2Corinthians 2:5-7 But if any have caused grief, he has not grieved me, but in part: that I may not overcharge you all. Sufficient to such a man is this punishment, which was inflicted of many. So that contrariwise you ought rather to forgive him, and comfort him, lest perhaps such a one should be swallowed up with overmuch sorrow.
‘But if any have caused grief, he has not grieved me, but in part: that I may not overcharge you all.’ If anyone has caused grief he has not grieved me [Paul] as much as he has caused pain to you (Corinth congregation]. It would not be fair for me to charge all of you with the blame of the few who have gone astray.

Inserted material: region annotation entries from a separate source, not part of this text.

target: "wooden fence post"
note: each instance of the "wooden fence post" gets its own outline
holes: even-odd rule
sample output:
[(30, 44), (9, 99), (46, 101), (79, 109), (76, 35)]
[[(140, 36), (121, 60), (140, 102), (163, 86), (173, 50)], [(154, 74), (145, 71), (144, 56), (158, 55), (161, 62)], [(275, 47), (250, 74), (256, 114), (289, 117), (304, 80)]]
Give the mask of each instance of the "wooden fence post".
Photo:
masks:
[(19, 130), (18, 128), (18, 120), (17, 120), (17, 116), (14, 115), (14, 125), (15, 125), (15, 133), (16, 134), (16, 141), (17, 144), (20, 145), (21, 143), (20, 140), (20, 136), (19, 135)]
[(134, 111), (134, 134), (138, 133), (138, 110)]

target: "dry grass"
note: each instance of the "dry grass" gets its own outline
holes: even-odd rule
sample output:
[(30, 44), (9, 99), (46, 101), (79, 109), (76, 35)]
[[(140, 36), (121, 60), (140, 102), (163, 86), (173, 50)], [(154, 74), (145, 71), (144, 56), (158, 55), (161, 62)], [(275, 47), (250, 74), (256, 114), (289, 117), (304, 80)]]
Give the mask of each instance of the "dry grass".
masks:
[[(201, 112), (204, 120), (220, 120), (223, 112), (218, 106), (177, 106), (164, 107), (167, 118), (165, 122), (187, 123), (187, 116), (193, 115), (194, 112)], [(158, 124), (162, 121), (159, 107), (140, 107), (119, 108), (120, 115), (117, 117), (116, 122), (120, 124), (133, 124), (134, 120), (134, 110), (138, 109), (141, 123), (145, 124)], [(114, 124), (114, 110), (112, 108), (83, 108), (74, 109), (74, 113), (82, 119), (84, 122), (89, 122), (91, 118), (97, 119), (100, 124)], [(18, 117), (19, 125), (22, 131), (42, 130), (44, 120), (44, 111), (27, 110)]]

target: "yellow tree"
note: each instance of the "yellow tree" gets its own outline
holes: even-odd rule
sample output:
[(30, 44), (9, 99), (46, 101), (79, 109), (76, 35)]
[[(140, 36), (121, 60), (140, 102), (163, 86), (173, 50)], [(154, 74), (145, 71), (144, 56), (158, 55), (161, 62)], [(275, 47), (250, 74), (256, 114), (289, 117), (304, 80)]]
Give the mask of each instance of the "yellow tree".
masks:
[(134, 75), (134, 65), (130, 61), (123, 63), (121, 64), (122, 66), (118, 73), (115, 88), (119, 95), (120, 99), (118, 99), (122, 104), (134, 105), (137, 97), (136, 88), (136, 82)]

‘Sufficient to such a man is this punishment’ – this refers to the fornicator of 1Corinthians 5:1-13 who had his punishment inflicted by the congregation. This had brought him to repentance, and the people, like those of most congregations, were not so willing to forgive him and receive him back. Paul now writes the second letter instructing them to forgive him and to confirm their love to him, lest he should be overwhelmed by too much sorrow (2Cor. 2:6-8).
‘Punishment’ [Greek: epitimia] censure. The word really means full rights and privileges. The punishment consisted of taking away these rights and privileges which he had in the congregational group (1Cor. 5:1-13).
‘Many’ – the majority. This suggests that some in the Corinth congregation, perhaps relatives did not take part in such punishment.
‘Lest perhaps such a one should be swallowed up with overmuch sorrow.’ The specific man had already suffered sufficiently. The purpose of the punishment was to bring him to repentance. This had been accomplished and now there was danger of him destroying his life if other believers would not forgive him. This example cannot be used as an example to anyone who chooses to remain in sin and then demands that everyone forgives him but there is no repentance. Without repentance, there can be no forgiveness. Most people, when caught in a sinful act, will demand forgiveness but mostly with the intent to stay in sin. One of the modern fallacies is that men are not required to seek the Lord; that they are not required to repent, pray, call upon God, confess, or do anything else besides belief in order to be saved from sin. The truth is that all these terms are used many times in Scripture to tell people what they must do to find God, as in the following:  Seek (Isaiah 55:6; Deut. 4:29; 1Chron. 16:11; 28:9; 2Chron. 7:14; 15:2; Amos 5:6; Matt. 6:33; Acts 15:17; 17:27; Heb. 11:6);  Repent (Matt. 3:2; 4:17; Mark 1:15; 6:12; Luke 13:1-5; Acts 2:38; 3:19; 17:30; 26:20; 2Cor. 7:8; Rev. 2:5, 16);  Call upon God (Isa. 55:6; Joel 2:32; Zeph. 3:9; Acts 2:21; Rom. 10:9-14);  Confess (Prov. 28:13; Matt. 3:6; Mark 1:5; Rom. 10:9-10; 1Jn. 1:9);  Pray (2Chron. 7:14; Luke 18:10-14; Acts 8:22);  Humble self (2Chron. 7:14; Matt. 18:3-4; 23:12; Luke 14:14; Jas. 4:10);  Hear (Matt. 10:14; 11:15; 13:13-15; John 12:47; Rom. 10:9-14);  Obey (Rom. 2:4-8; Gal. 3:1; 5:7; 2Thess. 1:8; Heb. 5:9; 1Pet. 4:17). When one truly believes it means that he does these and all the other things required by the gospel (Rom. 10:9-10).